Lots of big changes for Visual Studio and .NET were announced today.
The biggest items are:
- .NET becoming open source
- Microsoft work to help move .NET onto Linux and Mac
- Visual Studio 2013 Community Edition
- Visual Studio 2015 Preview available
- Lots of integration for Xamarin developers including Xamarin install from within Visual Studio
The one that I like most here is the Visual Studio 2013 Community Edition. We’ve had Visual Studio Express for some time but it was very limited. In particular, it blocked any attempt to extend it with plug-ins. Plug-ins are where the real creativity with the product can appear. The new community edition is full-featured and free for all except enterprise application development.

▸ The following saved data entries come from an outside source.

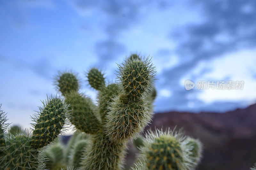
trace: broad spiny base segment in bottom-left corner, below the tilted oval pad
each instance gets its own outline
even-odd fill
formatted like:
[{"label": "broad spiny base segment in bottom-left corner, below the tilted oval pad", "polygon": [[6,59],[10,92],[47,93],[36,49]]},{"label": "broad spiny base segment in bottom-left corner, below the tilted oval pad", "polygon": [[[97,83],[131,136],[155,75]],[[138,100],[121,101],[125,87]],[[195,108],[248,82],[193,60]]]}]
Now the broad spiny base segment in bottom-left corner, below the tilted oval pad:
[{"label": "broad spiny base segment in bottom-left corner, below the tilted oval pad", "polygon": [[6,147],[0,154],[3,156],[0,169],[36,170],[39,166],[38,151],[30,144],[26,136],[7,139]]}]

Full details from Soma are here: http://blogs.msdn.com/b/somasegar/archive/2014/11/12/opening-up-visual-studio-and-net-to-every-developer-any-application-net-server-core-open-source-and-cross-platform-visual-studio-community-2013-and-preview-of-visual-studio-2015-and-net-2015.aspx
I do hope the SQL Server team are watching this. I like Jamie’s suggestion here about doing the same with SQL Server Developer Edition. As Jamie points out, it barely adds to revenue. Making it free would seem a good idea.
Cost is one thing but extensibility is another. Whenever there are MVP meetings on campus, I always feel like I’m the one in the room endlessly asking about extensibility when each new feature is shown. And the answer from the SQL Server team is invariably “we haven’t allowed for extensibility in this version but might in the future”. But that almost never happens.
So many new features fall short of the mark when they are first released but if there were extensibility points, others could contribute to make them more useful. Without those extensibility points, new incomplete features can just flounder. There have been many examples of this over the years. (As an example, ask where the UI for Service Broker is. Klaus had some wonderful work done on building one that he showed us back in 2006 but there’s no supported way to make add-ins for SQL Server Management Studio either. You can hack it but then you need to worry about it being broken by every new update or release that comes out).
I think this is the difference between shipping a product, and building an ecosystem around a product. I’d love to see SQL Server morph into something that has an ecosystem.